My journey that time was the same as all others but when I arrived there was something off. I couldn’t tell what it was and as she didn’t seem to notice it I just left it. We spent all of Saturday talking and most of Sunday without her even mentioning anything that seemed a bit strange. I knew my mum well, I would’ve been able to tell if she’d touched on something that made her feel uncomfortable. My mum was quite an open book, you could see everything she was thinking and feeling right there on her face. She was a lovely lady though. When I was younger she used to hold bake sales at our house and the whole community would turn up to buy some of her delicious homemade bakes. You could smell them the whole way down the street. When we’d finished the bake sale we’d go to the supermarket and get anything we could to put into gift packs. Then we’d walk around the town giving them out to anybody who needed them, from homeless people to those who were bed ridden. My mother had great respect in our community which made me wonder even more what had happened to make her so unsettled.  By the end of Sunday I’d almost given up trying to work it out until she said something that helped me understand.
‘Has your father tried to contact you recently Alice?’ she asked, shuffling in her seat.
‘No, why?’ I was so glad she had finally opened up but I was slightly concerned as to why my father was involved.
‘No reason, just remember to be wary of him. He’s not a good man.’ She seemed to be talking to herself more than me. I tried to pry more out of her, knowing there was more to what she was saying, but she swiftly changed the subject.

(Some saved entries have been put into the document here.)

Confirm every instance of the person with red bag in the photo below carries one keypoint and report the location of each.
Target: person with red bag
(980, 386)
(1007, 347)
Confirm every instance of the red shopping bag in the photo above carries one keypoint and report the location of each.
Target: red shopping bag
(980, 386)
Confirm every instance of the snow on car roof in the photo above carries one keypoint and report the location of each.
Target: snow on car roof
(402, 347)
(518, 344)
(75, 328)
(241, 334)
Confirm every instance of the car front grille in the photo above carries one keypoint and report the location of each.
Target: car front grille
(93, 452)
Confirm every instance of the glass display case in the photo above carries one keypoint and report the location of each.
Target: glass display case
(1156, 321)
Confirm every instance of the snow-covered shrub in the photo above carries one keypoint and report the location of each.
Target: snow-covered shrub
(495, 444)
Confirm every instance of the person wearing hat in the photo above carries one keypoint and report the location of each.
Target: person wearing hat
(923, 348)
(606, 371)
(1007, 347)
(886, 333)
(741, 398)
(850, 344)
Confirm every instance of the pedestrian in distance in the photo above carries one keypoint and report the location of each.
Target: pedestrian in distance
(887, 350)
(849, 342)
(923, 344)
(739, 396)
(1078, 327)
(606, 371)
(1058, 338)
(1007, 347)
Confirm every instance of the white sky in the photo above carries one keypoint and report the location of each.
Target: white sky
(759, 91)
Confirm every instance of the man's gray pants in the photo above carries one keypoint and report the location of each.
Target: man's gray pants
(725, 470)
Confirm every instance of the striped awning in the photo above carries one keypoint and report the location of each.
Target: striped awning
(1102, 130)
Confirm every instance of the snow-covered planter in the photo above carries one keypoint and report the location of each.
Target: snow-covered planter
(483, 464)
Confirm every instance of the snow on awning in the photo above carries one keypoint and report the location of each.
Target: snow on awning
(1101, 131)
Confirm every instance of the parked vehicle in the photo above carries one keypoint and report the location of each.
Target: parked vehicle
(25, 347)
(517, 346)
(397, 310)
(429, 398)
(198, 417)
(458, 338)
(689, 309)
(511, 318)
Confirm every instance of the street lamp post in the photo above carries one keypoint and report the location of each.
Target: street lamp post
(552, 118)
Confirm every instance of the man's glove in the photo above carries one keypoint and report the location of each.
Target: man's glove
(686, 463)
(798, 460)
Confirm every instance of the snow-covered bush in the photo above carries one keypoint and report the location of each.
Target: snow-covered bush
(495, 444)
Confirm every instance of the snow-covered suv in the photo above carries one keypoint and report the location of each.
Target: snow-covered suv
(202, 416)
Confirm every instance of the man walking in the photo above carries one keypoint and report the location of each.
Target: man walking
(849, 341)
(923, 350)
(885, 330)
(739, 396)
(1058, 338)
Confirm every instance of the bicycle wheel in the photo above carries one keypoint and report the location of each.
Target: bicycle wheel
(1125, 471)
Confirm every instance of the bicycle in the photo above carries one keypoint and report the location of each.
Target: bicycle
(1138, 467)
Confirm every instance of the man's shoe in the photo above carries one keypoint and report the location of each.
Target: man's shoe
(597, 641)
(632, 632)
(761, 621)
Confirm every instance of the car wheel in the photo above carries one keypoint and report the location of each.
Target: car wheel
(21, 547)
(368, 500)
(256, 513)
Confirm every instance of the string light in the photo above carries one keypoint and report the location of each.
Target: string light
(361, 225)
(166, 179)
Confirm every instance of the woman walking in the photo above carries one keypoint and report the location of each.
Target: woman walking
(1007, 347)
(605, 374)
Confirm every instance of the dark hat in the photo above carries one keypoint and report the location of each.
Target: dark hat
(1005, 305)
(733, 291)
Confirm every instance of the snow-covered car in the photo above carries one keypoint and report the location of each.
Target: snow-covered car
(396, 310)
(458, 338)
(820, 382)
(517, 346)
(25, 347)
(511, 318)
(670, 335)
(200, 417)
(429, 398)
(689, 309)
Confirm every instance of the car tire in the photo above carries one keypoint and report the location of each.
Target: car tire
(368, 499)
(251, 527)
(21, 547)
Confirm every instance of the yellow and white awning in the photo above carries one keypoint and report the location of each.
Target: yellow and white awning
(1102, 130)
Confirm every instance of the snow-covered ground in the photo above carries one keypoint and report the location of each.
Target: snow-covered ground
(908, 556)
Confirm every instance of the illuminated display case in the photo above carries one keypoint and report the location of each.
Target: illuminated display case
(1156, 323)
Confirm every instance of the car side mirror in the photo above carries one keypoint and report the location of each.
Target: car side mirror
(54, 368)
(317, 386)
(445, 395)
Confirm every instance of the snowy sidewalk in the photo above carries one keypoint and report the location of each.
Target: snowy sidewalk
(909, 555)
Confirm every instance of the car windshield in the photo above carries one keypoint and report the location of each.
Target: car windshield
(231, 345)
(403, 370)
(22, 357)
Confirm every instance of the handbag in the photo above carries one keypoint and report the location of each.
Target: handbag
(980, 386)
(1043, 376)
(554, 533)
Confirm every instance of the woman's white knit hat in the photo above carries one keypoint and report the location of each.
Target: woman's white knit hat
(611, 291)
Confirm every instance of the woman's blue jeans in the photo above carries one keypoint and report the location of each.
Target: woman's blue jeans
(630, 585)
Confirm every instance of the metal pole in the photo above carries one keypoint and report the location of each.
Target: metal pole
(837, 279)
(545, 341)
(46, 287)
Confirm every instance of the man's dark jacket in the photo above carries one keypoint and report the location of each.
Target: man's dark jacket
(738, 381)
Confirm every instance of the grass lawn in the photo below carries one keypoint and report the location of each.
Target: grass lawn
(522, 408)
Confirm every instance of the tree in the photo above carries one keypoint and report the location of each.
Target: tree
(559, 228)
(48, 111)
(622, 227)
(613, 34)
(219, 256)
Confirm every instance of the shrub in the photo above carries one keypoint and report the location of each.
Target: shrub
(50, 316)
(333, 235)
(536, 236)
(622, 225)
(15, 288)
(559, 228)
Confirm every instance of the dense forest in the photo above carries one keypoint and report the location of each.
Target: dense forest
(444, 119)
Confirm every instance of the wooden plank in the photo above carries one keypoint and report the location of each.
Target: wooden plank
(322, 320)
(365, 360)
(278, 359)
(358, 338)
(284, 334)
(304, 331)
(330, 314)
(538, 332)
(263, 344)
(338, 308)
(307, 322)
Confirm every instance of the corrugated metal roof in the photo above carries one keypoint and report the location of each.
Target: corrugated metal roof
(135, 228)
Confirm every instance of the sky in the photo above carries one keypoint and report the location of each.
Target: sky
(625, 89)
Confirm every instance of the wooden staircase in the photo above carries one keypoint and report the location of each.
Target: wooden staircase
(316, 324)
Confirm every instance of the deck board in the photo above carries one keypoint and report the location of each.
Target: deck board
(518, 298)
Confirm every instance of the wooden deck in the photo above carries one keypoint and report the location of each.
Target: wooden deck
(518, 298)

I left a couple of hours later, still wondering why she had brought him up and thinking of how I could approach the subject another time. I knew my way around her. Me and her had spent so much time together when I was young. She was my role model and best friend. On weekends we’d walk around odd little villages or climb hills and eat picnics looking down upon the world pretending we were on some pilgrimage or something. When school rolled around we’d spend the mornings dancing around to our favourite songs whilst getting ready, resulting in becoming rather late some days. My father hadn’t ever really popped up in my life until I was around 12. My mum had always avoided talking about him and the few times I’d asked questions about him she’d only given brief replies. On my 12th birthday Mum received a phone call. We’d just been dancing around and when she picked the phone up she was quite out of breath and her face was red but as she answered it all the colour drained from her. She glanced at me and then walked out of the room into the office, closing the door behind her. I sat on the stairs listening to her slightly raised voice, knowing I should have gone to my room so that I couldn’t hear. I knew she was talking to him by the tone in her voice, it was the same one she used whenever she mentioned him. I had never really known what had gone on between them until that day when my mum came out of the office crying. She sat next to me and I held her whilst she told me everything that had gone wrong.